Dans un contexte de tensions entre le pouvoir exécutif et la justice, le président de la République du Tchad, Mahamat Idriss Déby Itno, a apporté un soutien sans équivoque à son ministre de la Sécurité publique. Cette réaction fait suite à une plainte déposée par des magistrats, estimant que les propos tenus par le ministre étaient de nature à porter atteinte à leur honneur et à leur indépendance.
Une liberté d’expression encadrée, selon le chef de l’État
Le président a rappelé que, dans une démocratie, l’expression des idées, qu’elles émanent de simples citoyens ou de responsables politiques, doit s’exercer dans le respect des normes établies. Il a souligné qu’un refus systématique de la critique de la part des magistrats pourrait, à terme, menacer les fondements mêmes de notre pacte républicain.

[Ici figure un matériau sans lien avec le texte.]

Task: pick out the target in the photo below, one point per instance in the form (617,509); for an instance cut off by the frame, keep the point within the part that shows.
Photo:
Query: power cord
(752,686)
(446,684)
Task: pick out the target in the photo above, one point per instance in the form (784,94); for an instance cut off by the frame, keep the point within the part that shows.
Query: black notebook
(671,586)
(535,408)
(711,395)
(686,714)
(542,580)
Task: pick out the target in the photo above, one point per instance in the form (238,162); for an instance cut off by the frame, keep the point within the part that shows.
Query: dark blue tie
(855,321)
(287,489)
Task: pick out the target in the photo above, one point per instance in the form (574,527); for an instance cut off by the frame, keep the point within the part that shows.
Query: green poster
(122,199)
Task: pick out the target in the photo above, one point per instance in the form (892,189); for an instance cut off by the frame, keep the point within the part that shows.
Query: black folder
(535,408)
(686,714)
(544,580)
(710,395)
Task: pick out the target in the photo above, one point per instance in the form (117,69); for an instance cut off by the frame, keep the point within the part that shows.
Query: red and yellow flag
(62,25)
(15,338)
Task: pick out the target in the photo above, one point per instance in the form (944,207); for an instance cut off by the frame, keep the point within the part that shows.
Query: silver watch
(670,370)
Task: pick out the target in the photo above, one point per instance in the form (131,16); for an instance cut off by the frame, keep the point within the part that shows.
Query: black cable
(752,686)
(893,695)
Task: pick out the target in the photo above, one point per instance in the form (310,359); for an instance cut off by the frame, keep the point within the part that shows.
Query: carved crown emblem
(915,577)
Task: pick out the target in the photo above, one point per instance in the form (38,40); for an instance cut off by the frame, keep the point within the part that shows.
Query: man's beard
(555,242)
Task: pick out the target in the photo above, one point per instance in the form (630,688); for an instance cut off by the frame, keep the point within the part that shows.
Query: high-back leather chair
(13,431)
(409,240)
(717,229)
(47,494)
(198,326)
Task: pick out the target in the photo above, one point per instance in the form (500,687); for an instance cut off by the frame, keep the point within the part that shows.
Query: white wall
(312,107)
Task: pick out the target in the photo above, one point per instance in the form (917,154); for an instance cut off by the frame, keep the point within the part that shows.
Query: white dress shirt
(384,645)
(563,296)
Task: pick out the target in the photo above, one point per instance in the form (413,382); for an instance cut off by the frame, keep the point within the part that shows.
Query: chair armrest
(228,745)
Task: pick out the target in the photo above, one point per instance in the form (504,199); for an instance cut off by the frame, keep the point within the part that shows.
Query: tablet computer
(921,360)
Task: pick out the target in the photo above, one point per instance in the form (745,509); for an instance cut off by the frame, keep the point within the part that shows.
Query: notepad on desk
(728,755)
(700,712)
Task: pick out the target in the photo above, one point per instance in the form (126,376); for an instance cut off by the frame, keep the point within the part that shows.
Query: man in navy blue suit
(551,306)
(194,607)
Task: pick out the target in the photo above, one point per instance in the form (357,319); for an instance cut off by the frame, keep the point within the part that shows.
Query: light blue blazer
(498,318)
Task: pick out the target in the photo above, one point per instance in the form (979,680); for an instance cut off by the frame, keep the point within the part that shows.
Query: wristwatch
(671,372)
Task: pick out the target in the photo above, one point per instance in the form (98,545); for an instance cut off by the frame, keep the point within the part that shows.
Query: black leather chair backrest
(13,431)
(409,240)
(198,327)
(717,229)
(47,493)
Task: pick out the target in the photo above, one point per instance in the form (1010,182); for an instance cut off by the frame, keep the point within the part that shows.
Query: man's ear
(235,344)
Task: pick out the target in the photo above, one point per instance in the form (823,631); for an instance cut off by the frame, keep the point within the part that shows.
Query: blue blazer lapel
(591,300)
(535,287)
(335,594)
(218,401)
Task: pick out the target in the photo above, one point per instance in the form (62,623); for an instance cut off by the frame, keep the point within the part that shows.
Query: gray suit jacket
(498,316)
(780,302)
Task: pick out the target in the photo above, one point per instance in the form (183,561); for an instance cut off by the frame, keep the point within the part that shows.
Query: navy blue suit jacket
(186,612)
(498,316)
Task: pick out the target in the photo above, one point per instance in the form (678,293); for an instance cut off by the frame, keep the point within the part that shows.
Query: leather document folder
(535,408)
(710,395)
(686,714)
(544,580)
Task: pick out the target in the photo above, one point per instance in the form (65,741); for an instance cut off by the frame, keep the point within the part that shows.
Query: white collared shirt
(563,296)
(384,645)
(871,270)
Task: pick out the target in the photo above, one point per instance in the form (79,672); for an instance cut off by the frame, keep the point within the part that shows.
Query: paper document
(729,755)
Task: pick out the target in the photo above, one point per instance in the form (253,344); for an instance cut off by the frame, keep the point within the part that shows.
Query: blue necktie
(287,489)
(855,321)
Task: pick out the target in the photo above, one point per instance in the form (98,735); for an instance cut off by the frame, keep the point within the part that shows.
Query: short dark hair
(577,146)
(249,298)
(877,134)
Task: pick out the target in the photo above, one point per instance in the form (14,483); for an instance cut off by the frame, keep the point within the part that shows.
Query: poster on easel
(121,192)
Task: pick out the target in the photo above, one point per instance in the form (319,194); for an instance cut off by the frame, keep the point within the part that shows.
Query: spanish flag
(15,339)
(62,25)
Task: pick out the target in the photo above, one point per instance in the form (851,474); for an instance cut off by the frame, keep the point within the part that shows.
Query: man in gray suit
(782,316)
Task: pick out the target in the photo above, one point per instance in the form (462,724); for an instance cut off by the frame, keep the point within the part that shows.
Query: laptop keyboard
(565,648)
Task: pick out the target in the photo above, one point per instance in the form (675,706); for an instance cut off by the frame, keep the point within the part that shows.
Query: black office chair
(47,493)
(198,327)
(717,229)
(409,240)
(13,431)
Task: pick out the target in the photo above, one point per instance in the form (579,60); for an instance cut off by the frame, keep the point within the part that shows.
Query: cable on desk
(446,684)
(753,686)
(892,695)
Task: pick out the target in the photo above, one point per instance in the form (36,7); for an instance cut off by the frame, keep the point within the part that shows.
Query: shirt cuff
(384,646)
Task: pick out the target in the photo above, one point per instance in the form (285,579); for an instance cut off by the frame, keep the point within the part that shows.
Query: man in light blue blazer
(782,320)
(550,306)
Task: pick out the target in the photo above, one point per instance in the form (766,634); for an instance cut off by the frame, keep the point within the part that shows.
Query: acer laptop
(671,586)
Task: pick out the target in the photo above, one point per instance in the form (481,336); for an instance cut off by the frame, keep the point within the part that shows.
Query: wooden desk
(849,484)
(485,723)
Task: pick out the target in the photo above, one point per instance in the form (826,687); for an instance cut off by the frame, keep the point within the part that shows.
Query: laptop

C’est dans cette logique qu’il a annoncé ne plus présider personnellement le Conseil supérieur de la magistrature, une instance clé pour garantir l’équilibre des pouvoirs.
Le ministre visé par des accusations précises
Le président a tenu à clarifier un point essentiel : le ministre de la Sécurité n’a jamais remis en cause l’institution judiciaire dans son ensemble, ni l’intégralité des magistrats. Il s’agit là d’une nuance importante pour comprendre la nature réelle du conflit.
Pourtant, dans une vidéo devenue virale, le ministre avait vivement critiqué certaines décisions de justice, allant jusqu’à qualifier certaines ordonnances de « fausses » et à menacer de les « déchirer ». Ces déclarations ont été interprétées comme une attaque directe contre l’autorité judiciaire.
Syndicalisme et démocratie : un équilibre à trouver
Le chef de l’État a également rappelé que le syndicalisme constitue un pilier essentiel de la démocratie. Cependant, il a tenu à distinguer le droit à la défense d’un individu ou d’un groupe de la nécessité de condamner des comportements jugés contraires à l’éthique ou à la justice.
Il a ainsi appelé à une réflexion approfondie sur les limites à donner à l’expression publique, surtout lorsqu’elle concerne des institutions aussi sensibles que la justice.